What drives your music? Understanding Hard Disk and Solid State Technologies and How They Relate To Music Storage

2015-03-03T14:46:05+00:00April 18th, 2013|Audio, Audio Components, Buyer Guides, Features|Comments Off on What drives your music? Understanding Hard Disk and Solid State Technologies and How They Relate To Music Storage

Comparing Solid State Drives to Hard Disk Drives

When comparing SSDs to HDDs you have to make certain allowances. Traditional HDD benchmarks are focused on finding the performance aspects where they are weak, such as rotational latency time and seek time. Since SSDs do not spin, or seek, they may show huge superiority in such tests. On the other hand, SSDs have challenges with mixed reads and writes, and it is entirely possible that their performance may degrade over time. To get a more accurate comparison, you should test an SSD once is it filled to capacity with data. This is because a new and ‘empty’ disk is likely to show a much better write performance during the test than it would show after years of use.

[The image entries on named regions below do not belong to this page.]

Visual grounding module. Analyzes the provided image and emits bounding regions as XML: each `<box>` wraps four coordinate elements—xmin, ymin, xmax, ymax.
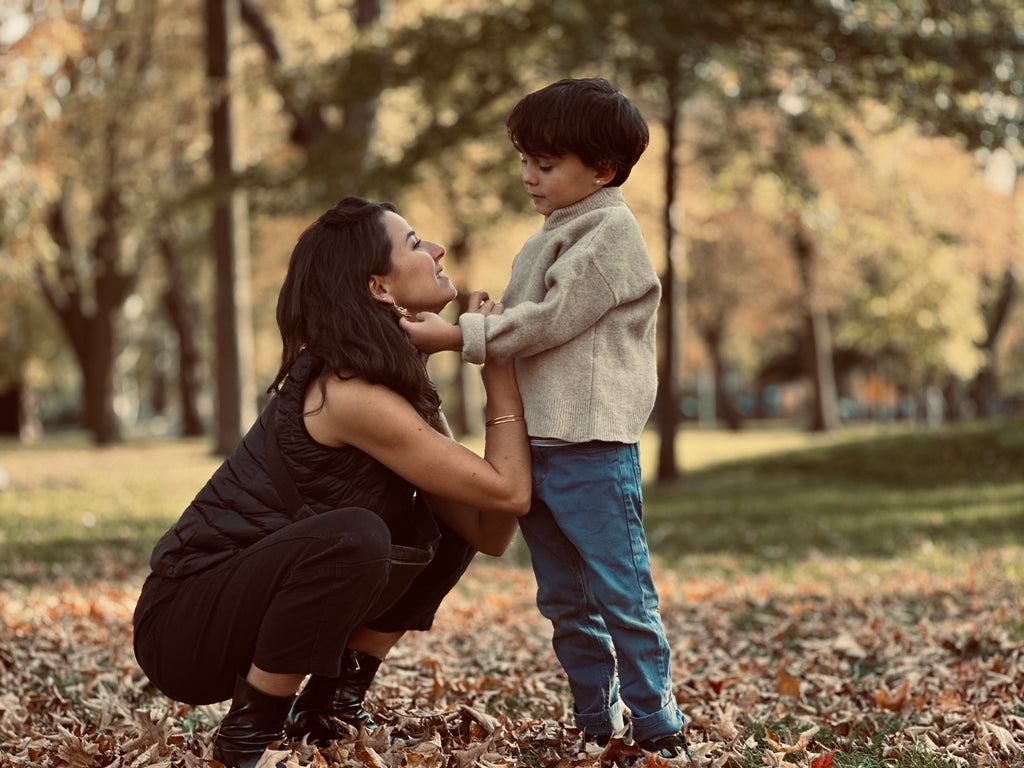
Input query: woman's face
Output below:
<box><xmin>370</xmin><ymin>211</ymin><xmax>458</xmax><ymax>315</ymax></box>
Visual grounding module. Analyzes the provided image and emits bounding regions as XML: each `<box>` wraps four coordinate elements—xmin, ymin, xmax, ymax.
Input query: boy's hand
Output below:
<box><xmin>398</xmin><ymin>312</ymin><xmax>462</xmax><ymax>354</ymax></box>
<box><xmin>466</xmin><ymin>291</ymin><xmax>505</xmax><ymax>316</ymax></box>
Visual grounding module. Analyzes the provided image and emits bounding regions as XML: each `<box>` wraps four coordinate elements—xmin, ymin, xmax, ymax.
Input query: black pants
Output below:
<box><xmin>135</xmin><ymin>508</ymin><xmax>475</xmax><ymax>705</ymax></box>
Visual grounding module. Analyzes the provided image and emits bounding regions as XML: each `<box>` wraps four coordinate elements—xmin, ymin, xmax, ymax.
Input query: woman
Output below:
<box><xmin>135</xmin><ymin>198</ymin><xmax>530</xmax><ymax>768</ymax></box>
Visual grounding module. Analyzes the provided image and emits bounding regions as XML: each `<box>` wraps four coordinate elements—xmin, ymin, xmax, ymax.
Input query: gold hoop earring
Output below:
<box><xmin>380</xmin><ymin>297</ymin><xmax>412</xmax><ymax>317</ymax></box>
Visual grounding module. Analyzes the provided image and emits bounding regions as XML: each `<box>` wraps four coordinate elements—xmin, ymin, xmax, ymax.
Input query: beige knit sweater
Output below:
<box><xmin>459</xmin><ymin>187</ymin><xmax>662</xmax><ymax>442</ymax></box>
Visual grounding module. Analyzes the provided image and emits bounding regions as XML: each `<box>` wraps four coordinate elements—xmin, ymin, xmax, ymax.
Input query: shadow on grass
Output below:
<box><xmin>644</xmin><ymin>422</ymin><xmax>1024</xmax><ymax>564</ymax></box>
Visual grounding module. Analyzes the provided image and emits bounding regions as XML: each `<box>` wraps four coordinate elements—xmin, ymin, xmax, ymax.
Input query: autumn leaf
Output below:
<box><xmin>874</xmin><ymin>680</ymin><xmax>910</xmax><ymax>712</ymax></box>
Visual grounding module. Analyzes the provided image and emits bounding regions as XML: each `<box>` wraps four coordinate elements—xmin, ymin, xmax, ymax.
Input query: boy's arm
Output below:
<box><xmin>399</xmin><ymin>291</ymin><xmax>495</xmax><ymax>365</ymax></box>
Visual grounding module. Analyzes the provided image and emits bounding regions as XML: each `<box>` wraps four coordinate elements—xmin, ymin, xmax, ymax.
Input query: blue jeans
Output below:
<box><xmin>519</xmin><ymin>442</ymin><xmax>683</xmax><ymax>741</ymax></box>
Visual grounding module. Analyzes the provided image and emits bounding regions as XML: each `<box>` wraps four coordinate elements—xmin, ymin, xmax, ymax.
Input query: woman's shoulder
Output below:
<box><xmin>305</xmin><ymin>374</ymin><xmax>415</xmax><ymax>447</ymax></box>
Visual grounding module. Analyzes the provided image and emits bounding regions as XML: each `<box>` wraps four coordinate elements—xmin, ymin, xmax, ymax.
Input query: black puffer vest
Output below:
<box><xmin>150</xmin><ymin>353</ymin><xmax>437</xmax><ymax>587</ymax></box>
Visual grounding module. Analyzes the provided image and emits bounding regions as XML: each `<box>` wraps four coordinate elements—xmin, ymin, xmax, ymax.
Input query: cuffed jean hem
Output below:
<box><xmin>633</xmin><ymin>700</ymin><xmax>686</xmax><ymax>741</ymax></box>
<box><xmin>572</xmin><ymin>701</ymin><xmax>626</xmax><ymax>736</ymax></box>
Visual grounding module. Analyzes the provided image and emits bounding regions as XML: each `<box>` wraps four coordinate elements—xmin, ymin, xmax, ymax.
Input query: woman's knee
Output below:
<box><xmin>309</xmin><ymin>507</ymin><xmax>391</xmax><ymax>561</ymax></box>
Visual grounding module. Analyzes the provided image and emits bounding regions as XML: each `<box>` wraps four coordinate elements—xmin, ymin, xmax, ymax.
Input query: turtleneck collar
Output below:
<box><xmin>544</xmin><ymin>186</ymin><xmax>626</xmax><ymax>229</ymax></box>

Some of the advantages that SSDs have over their HDD counterparts are that the former has a faster start-up than the latter because no spin-up is needed. SSDs also have faster random access because of the absence of seeking motion which is a characteristic of the rotating disk platter, the read and write heads and the head-actuator mechanism of HDDs. SSDs also have more consistent read performance because the physical location of the data is irrelevant. They also feature faster boot and application launch time. SSDs are also less susceptible to file fragmentation because unlike HDDs, they are not subjected to data access degradation caused by the greater disk head seek activity when it tries to find data that is spread across many different locations on the disc.

SSDs are also generally a lot quieter in operational mode because unlike HDDs they do not have any moving parts. This is also the reason why they are much cooler running, consume less power, have much higher mechanical reliability and are able to endure greater shock, vibration and temperature ranges and are able to operate at higher altitude. SSDs also tend to have around double the data density of HDDs and eliminate the need to defragment the disc from time to time.

On the flip side, SSDs with flash memory have a relatively limited lifetime and can wear out after around 2 million P/E cycles. The life of the device can be extended by adopting special file systems or firmware designs that can mitigate this problem by spreading the writes over the entire device. This technique is known as wear leveling.

At the time this was written, HDDs are being sold at a lower cost per gigabyte than SSDs. This being said, SSDs are closing the gap quite quickly and at the current rate, they are expected to be price competitive with HDDs over the next few years.

How All This Relates to Music

What does all this mean for music listeners? For starters, the ever-decreasing cost of storing data is proving to be a boost for the sales of high-resolution music files, especially 24-bit/192 kHz resolution files, which are exponentially larger than their CD-quality 16-bit/44 kHz counterparts.   The shrinking size of external drives is making it a lot easier and more convenient to store and carry around your music files. Today you can buy 256 gigabyte thumb drives which can probably store your entire music file collection and carry it around in your pocket.

This trend is also expected to hasten the CD system’s journey into extinction. Just a couple of decades ago we marvelled at how the CD system made it so easy to store and access our music. We now live in an age where one jump drive that fits into the palm of our hand can contain the same digital music content as hundreds of CDs!